Could we see more pictures of him?? He is quite unique


----------



## Pastor Dave (Sep 22, 2017)

I reckon all that is why gizzards are so good and not just for catfishin'


----------



## Baymule (Sep 22, 2017)

I love fried gizzards and livers.


----------



## 2minilamanchas (Sep 22, 2017)

All chickens are cannibals! I have a little White crested black polish who caught a 2 foot brown snake and ate it all like a noodle. She didn't eat much for a few days due to such a large meal. I have a free range poultry farm and you would be amazed at what they will eat that moves. This is why I don't eat eggs! Crazy cause that's what I due sell eggs....


----------



## Sheepshape (Sep 23, 2017)

Kaye said:


> Could we see more pictures of him?? He is quite unique



Here he is with one of his ladies




Scruffy feathers on his legs and feet....one huge spur (he managed to pull the other off when he entrapped it somewhere), ginger mullet, green eyes, huge, but extremely friendly. He's about 7 years old.

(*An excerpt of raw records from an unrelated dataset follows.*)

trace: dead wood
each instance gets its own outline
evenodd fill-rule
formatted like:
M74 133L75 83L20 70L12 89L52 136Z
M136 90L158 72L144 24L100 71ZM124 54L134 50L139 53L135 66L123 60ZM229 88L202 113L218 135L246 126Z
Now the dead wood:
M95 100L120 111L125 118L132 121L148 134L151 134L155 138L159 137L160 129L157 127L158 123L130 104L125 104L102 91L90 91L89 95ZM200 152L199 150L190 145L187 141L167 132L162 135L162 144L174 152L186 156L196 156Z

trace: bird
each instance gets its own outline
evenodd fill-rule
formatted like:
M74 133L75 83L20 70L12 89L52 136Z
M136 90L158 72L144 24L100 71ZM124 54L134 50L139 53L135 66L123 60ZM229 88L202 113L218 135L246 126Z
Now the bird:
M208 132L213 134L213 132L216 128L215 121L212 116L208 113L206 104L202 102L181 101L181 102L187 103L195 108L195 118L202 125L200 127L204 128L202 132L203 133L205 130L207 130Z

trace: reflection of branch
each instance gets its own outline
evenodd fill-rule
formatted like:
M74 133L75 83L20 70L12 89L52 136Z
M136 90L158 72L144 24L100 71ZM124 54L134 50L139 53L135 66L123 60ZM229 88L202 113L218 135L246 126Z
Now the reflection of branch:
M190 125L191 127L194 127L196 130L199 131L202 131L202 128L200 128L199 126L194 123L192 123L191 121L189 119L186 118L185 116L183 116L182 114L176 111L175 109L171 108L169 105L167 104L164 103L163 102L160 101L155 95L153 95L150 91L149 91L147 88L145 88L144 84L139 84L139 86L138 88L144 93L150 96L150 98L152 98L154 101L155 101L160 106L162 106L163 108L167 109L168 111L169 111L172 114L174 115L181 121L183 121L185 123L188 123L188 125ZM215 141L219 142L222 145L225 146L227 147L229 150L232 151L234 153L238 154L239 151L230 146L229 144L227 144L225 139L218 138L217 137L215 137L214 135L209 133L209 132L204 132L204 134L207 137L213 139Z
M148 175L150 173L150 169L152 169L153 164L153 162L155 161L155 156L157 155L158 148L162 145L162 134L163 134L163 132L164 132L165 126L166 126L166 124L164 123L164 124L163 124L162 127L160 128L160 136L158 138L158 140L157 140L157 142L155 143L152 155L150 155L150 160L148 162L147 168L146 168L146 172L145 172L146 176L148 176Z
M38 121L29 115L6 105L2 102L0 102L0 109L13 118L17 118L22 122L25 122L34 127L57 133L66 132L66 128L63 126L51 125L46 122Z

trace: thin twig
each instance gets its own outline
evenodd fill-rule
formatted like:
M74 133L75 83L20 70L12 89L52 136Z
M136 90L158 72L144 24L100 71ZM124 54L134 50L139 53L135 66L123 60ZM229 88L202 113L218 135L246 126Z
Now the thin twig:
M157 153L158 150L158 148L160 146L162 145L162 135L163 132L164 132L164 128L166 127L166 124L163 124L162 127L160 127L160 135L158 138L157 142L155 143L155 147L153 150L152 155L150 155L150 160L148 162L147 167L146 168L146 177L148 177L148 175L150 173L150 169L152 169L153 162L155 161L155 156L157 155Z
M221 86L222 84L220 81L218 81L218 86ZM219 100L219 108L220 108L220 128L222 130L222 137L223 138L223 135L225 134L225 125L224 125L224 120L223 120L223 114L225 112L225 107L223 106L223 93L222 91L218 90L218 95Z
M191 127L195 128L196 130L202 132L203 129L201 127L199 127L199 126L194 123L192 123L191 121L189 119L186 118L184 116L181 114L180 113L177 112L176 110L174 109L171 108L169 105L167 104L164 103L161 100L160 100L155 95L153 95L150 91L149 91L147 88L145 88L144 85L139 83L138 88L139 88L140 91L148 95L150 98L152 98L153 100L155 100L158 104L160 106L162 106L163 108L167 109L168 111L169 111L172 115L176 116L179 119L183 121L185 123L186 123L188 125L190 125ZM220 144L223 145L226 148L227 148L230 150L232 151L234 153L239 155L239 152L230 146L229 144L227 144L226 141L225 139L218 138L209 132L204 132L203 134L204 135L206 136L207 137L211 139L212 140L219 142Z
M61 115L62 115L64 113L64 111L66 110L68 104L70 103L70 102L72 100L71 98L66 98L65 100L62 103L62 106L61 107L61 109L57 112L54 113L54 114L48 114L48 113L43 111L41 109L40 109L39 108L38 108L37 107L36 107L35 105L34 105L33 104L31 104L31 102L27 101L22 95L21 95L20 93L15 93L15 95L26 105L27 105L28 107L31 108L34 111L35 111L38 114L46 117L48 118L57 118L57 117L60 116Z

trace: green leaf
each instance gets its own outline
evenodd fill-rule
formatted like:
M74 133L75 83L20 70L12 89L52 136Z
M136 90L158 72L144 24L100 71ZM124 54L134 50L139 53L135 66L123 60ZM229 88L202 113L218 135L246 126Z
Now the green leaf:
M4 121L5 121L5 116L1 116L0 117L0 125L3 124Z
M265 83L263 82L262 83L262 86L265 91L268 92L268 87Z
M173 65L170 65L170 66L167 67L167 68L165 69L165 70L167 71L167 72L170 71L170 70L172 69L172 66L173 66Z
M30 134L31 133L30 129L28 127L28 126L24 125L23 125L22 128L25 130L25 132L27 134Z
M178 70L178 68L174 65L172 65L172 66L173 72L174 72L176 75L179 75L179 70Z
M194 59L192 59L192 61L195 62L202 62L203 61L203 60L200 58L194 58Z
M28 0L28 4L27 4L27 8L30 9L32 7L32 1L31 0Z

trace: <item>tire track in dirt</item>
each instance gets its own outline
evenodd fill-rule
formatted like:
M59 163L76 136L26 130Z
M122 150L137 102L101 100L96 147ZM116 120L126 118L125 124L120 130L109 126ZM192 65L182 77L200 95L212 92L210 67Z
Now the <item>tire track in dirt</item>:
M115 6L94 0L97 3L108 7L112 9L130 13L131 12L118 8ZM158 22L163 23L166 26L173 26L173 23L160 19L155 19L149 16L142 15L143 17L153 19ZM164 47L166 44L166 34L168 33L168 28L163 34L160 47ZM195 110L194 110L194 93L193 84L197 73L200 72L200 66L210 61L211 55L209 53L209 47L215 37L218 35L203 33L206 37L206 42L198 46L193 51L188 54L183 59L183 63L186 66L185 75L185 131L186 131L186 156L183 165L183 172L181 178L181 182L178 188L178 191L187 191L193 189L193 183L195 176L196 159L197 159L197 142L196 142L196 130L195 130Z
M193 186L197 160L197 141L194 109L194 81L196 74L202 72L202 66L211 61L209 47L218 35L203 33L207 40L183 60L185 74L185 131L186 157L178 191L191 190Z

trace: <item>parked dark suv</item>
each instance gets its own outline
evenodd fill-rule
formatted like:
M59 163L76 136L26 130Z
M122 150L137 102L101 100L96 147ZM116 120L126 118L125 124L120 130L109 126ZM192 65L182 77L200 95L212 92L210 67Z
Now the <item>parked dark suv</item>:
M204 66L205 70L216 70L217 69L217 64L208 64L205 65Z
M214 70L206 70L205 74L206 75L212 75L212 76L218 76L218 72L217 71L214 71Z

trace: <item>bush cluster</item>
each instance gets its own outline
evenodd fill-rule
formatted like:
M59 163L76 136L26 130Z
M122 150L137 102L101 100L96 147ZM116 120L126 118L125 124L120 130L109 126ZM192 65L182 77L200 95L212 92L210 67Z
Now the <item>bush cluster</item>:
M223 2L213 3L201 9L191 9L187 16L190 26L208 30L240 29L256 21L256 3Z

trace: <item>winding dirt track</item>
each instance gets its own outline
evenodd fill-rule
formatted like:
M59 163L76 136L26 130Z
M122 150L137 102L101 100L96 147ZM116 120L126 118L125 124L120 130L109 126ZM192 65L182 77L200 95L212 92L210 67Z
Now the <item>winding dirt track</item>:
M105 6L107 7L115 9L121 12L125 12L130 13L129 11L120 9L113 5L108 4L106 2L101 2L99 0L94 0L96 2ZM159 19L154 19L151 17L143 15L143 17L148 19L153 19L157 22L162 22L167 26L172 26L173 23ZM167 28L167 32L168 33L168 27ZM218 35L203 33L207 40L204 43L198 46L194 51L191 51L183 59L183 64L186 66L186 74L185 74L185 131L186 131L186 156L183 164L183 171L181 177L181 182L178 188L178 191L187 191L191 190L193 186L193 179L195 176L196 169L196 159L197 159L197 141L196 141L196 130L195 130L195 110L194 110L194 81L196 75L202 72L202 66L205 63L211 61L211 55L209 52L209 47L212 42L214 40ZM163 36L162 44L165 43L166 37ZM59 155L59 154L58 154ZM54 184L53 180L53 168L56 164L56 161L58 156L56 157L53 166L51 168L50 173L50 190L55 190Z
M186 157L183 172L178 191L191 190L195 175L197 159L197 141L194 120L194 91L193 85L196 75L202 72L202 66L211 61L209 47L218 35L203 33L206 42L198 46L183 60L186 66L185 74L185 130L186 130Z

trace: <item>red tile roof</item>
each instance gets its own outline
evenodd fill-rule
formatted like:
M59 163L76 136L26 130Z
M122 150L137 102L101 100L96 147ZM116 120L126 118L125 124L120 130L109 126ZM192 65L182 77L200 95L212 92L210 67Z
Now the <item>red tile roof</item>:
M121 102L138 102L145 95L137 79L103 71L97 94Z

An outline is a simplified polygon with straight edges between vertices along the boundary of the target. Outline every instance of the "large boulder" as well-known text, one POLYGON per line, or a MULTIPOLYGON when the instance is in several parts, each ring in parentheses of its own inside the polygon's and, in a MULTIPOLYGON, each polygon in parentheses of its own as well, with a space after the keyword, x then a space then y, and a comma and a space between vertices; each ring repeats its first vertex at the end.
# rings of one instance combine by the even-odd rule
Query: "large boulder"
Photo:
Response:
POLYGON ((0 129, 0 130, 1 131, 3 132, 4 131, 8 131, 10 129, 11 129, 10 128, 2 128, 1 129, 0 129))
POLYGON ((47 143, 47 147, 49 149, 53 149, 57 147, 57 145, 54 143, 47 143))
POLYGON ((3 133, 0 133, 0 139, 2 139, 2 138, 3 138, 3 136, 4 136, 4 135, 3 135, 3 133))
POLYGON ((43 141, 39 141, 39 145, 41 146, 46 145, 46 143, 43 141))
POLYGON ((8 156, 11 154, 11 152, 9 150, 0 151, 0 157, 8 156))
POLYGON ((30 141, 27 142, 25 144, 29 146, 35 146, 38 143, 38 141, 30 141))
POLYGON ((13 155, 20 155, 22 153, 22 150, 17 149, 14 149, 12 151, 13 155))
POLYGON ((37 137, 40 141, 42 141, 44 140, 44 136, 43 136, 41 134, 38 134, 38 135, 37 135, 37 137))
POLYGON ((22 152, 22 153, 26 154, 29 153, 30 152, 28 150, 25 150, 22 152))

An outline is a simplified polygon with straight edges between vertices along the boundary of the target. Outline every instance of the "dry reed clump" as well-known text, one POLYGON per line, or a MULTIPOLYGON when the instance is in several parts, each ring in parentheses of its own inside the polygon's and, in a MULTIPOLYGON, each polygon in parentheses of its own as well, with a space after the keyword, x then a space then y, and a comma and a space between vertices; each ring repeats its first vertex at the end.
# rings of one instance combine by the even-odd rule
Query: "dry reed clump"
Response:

It's good to hear (do I mean that?) that other folk have chickens with such catholic food tastes. It seems to me that there is almost nothing that is not seen as food....even expanded polystyrene and wood shavings. The true trash can of the bird world.


----------



## Lizjax (Jan 20, 2018)

My chickens love dog poop!!! They will pick it out of their bottoms while they are going and it makes one of my poor digs so uncomfortable!!!


----------